Rory McIlroy

Audienz bei Woods im Wohnzimmer


18. Mai 2023 , Felix Grewe


Konkurrenten, die sich gut verstehen: Tiger Woods und Rory McIlroy.
Konkurrenten, die sich gut verstehen: Tiger Woods und Rory McIlroy. | © Christian Petersen/Getty Images

So etwas gibt es nicht häufig: Ein Superstar coacht einen langjährigen Konkurrenten. So geschehen kürzlich in Florida – wo Rory McIlroy Schwungtipps von Tiger Woods bekam.

Kennen Sie sich in der Tenniswelt aus? Wenn Sie zumindest Basiswissen mitbringen, dann stellen Sie sich einmal diese Szene vor: Rafael Nadal, der in diesem Jahr zum ersten Mal seit 2004 nicht bei den French Open antreten wird, empfängt in seiner Villa auf Mallorca kurz vor dem Sandplatz-Highlight von Paris Novak Djokovic zu einer Audienz. Nadal habe nämlich in den letzten Wochen einige kleine Schwächen im Spiel des Serben entdeckt und die wolle er nun mit ihm besprechen. Also trifft man sich, sitzt entspannt zusammen, plaudert über Technik und vielleicht auch Taktik – und geht am Ende inspiriert auseinander. Der eine, weil er helfen konnte, der andere, weil er Klarheit gewonnen hat. 

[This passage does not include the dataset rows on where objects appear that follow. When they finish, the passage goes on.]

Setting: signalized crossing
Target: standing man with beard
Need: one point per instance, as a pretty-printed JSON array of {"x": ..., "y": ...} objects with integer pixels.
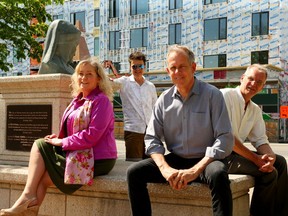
[{"x": 138, "y": 97}]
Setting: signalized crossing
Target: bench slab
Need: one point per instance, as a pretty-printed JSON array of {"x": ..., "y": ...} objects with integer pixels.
[{"x": 108, "y": 195}]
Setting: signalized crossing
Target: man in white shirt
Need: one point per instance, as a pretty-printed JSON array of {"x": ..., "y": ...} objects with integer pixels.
[
  {"x": 138, "y": 97},
  {"x": 270, "y": 196}
]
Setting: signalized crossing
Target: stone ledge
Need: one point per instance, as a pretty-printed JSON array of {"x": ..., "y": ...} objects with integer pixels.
[{"x": 108, "y": 195}]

Woods & McIlroy – besondere Begegnung

So ähnlich soll es sich vor einigen Tagen, am Freitag vergangener Woche, in Florida zugetragen haben. Nur eben nicht zwischen Nadal und Djokovic, sondern zwischen Tiger Woods und Rory McIlroy. Zugegeben: Die Beziehung der beiden Tennisprofis mag von noch größerer Rivalität geprägt sein als die der beiden Golfstars. Trotzdem: Woods als Coach von McIlroy – das liegt im ersten Moment weit weg von dem, was vorstellbar erscheint. 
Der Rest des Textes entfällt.